5. Consequences of violations. Article 147 provides for two types of disciplinary action: a reprimand and dismissal. Systematic violation of work discipline (Art. 40, clause 3) can be grounds for dismissal — but only after prior sanctions have been issued.
| Document | What it covers | Article |
|---|---|---|
| Internal work rules | Work schedule, breaks, duties | Art. 142 |
| Employment contract | Individual conditions | Art. 21 |
| Order introducing tracking system | Method for recording actually worked hours | Art. 142 + Personal Data Protection Law |
| Job description | Specific duties (what constitutes “work”) | Art. 29 |
“We rewrote the internal work rules after our first time audit. We added: 2 smoke breaks of 10 minutes are built into the schedule, 3 technical breaks of 10 minutes are mandatory, personal matters during lunch only. The team signed without objection — because the rules became clear instead of ‘everyone just knows.'”

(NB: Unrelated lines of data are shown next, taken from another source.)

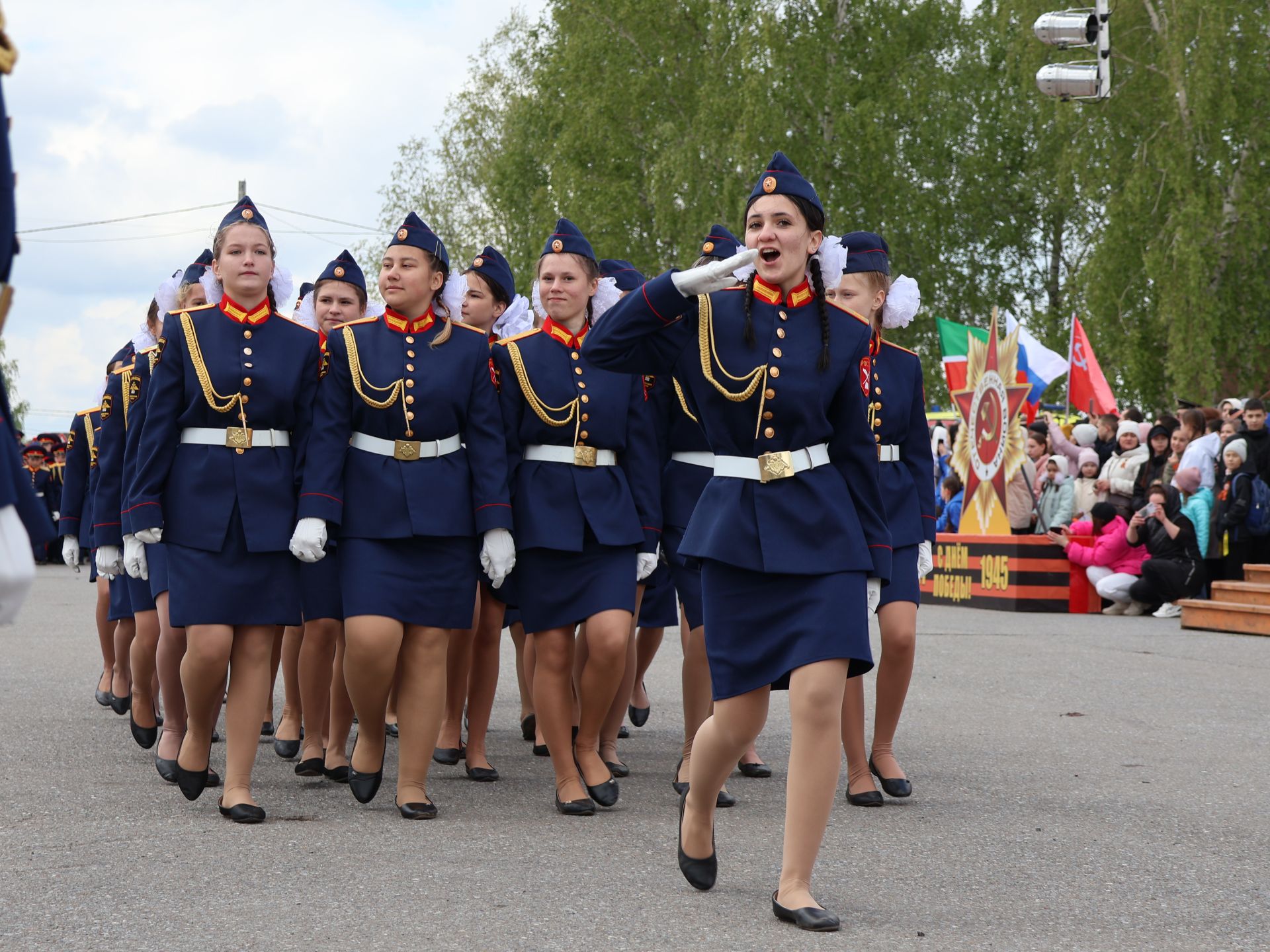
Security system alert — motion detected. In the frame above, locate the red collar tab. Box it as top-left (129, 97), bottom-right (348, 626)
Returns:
top-left (221, 294), bottom-right (272, 324)
top-left (542, 317), bottom-right (591, 350)
top-left (384, 305), bottom-right (437, 334)
top-left (754, 274), bottom-right (816, 307)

Dealing with the “grey zone”: a pragmatic approach
Jim Collins in Good to Great describes the principle: great companies are built on a balance of discipline and freedom. Trying to control every minute of actually worked hours isn't discipline — it's micromanagement that destroys trust.
Don't aim for 100% “pure” time. It's physically impossible and psychologically damaging. Productivity research points to an optimal rhythm of 52 minutes of work followed by 17 minutes of rest. Short pauses — coffee, a quick chat, even 5 minutes of social media — aren't a loss. They're cognitive recovery.
Focus on outcomes, not minutes. If the employee hit their targets — it doesn't matter whether they had coffee three times or five. If they didn't — data on actually worked hours will show why: too many meetings, too many interruptions, or genuinely too much Instagram.
Use data for dialogue, not punishment. Actually worked hours aren't “evidence of guilt” — they're the foundation for a constructive conversation: “The data shows that 35% of your time is eaten up by meetings. Let's cut those and see whether the results change.”
| Approach | Effect on productivity | Effect on culture |
|---|---|---|
| “Control every minute” | Short-term ↑, long-term ↓ | Toxic: resistance, performance theatre, turnover |
| “Control nothing” | Chaotic: depends on self-discipline | Liberal, but no data for decisions |
| “Measure + focus on outcomes” | Consistently ↑ | Healthy: trust + transparency |
“We stopped saying ‘you spent 47 minutes on social media' and started saying ‘you only have 3.5 hours of deep work per day — let's figure out why.' That changed the tone of conversations and the dynamic on the team.”
Conclusions
Actually worked hours are not “8 hours minus lunch.” They are a specific count of the hours and minutes during which an employee performed their job duties. The Labour Code provides the framework, but the details are up to you: in your internal work rules, employment contract, and chosen tracking system.
Key takeaways from this article:
- The lunch break is NOT included in actually worked hours (Art. 66)
- Technical breaks for PC workers ARE included (DSanPiN 3.3.2.007-98)
- Smoke breaks and coffee are a “grey zone” — you define the rules (Art. 142)
- Social media takes 1.5–2.5 hours/day — employees don't realise it
- Smoke breaks cost ~49,500 UAH/month for a team of 30
- Focus on outcomes, not minutes — trust + data = the right balance
“Actually worked hours are not a reason to punish. They are a mirror that shows the truth about how the working day is organised. And that truth always points to processes — not people.”